Gelderlandplein, an upmarket shopping mall in the Netherlands that somewhat resembles an airport. Dutch culture places a very high premium on understatement and restraint. Grey is a colour. Less is more. It’s better not to cover everything in decoration where that can be avoided. In strong contrast, malls in America (and in some other countries such as Malaysia) believe that more is more and are a riot of brightly-coloured visual activity.
What is this? (i) a blue rectangle; (ii) an incredibly important French painting that sold for $9m in 2015; (iii) both. Bonus question: name any software that can detect a difference.
A screenshot from a conversation on LinkedIn where I’m relating a conversation that I had with a border control guard at Chicago O’Hare as I tried to enter the US. The three-dot ellipsis is a common linguistic token that indicates silence or deliberate non-response, the withholding of a response. Ellipses are tricky for automated systems which are programmed to look for words but not for non-words. If we then consider audio recordings of conversations, silences and pauses become impossible for automated systems to interpret. The silent non-response needs a human semiologist to make sense of its meaning and purpose within a conversation. There’s no way for a machine to detect the difference between someone meaningfully and purposefully failing to answer, or failing to answer because they were simply distracted or there was a technical fault in the recording.

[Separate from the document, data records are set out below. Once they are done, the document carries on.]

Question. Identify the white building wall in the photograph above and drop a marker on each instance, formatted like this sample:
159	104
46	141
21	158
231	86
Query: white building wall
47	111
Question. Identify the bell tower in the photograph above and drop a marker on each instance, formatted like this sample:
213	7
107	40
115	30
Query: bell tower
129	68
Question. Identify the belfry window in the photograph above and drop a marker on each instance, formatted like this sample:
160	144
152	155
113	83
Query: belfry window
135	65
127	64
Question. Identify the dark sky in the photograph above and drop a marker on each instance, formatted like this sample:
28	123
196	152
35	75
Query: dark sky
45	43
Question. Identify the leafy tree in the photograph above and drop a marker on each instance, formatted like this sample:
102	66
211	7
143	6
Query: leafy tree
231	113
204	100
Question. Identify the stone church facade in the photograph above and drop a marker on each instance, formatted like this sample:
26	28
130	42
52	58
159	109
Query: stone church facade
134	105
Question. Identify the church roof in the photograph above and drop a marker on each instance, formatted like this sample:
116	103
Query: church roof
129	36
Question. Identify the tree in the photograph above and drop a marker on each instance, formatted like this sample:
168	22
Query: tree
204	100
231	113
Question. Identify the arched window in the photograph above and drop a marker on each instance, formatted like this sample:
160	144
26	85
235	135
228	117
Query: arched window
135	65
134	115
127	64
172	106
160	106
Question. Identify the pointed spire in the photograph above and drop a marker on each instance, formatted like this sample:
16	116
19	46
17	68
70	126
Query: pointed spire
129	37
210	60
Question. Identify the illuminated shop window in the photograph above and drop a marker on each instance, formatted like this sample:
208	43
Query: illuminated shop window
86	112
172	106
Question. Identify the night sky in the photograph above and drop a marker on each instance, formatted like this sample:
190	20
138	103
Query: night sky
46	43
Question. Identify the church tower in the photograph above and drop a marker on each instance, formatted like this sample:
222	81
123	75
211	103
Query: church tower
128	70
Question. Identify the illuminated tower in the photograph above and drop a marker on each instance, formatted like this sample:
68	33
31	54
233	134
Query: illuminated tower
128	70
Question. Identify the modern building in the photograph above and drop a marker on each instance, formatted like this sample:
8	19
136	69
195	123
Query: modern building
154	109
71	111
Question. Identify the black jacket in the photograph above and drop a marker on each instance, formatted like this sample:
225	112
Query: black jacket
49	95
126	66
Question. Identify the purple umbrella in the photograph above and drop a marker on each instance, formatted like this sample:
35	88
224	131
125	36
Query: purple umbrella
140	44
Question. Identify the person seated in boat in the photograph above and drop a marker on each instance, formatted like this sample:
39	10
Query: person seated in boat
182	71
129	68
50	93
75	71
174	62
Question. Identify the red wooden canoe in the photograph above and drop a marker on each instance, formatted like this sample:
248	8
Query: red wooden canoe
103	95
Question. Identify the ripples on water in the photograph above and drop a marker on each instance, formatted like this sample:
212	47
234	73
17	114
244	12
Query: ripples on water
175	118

Another interesting conversational token in this transcript is the set of three digits “111”. Just like “…”, “111” is not a word and has no pronunciation. There is no software currently in existence which can detect and interpret it. It is a semiotic sign that has emerged from the culture of the internet and specifically conveys not just outrage (hence its location among exclamation points), but naive outrage – it implies that the person to whom it is attributed does not fully understand the subject that is making them upset.
9. They offer superficial and abstracted analysis that becomes detached from culturally available evidence outside of the text. They will tell you that every image of an adult holding a baby means ‘nurturing’ because some images of people holding babies mean that. This is a very dangerous conclusion, as you can see from these images below, in which something very significant is certainly happening, but ‘nurturing’ is absolutely the wrong word to describe the event. If we rely on an automated system to organise images into categories with names such as ‘nurturing’, especially if there’s some quantitative element to the reporting, analysis will go off the rails very quickly because interpreting images like the ones below requires large amounts of background cultural knowledge. These are not just any adults, the children are not their own, the adults have a purpose unrelated to childcare.
10. Automated systems regard meaning as located within semiotic signs – but semiotic theory tells us that meaning is located everywhere but the sign – it is located in everything that the sign excludes.
A screenshot from a conference paper I gave several years ago which explains this idea from the perspectives of both semiotics and discourse analysis. Semiotics tells us that the sign ‘war’ gains its meaning from everything which it excludes, commonly summarised as ‘peace’. Discourse analysis tells us that semiotic binaries themselves are not fixed and are highly variable depending on the conversational setting. So, for example, a black vs white binary means one thing to Pantone and quite another to the English Defence League.
What do you think? Did I miss any reasons why you can do semiotics and a machine can’t? Have you designed an automated system that can solve all these puzzles?
All the images included here are for educational purposes only.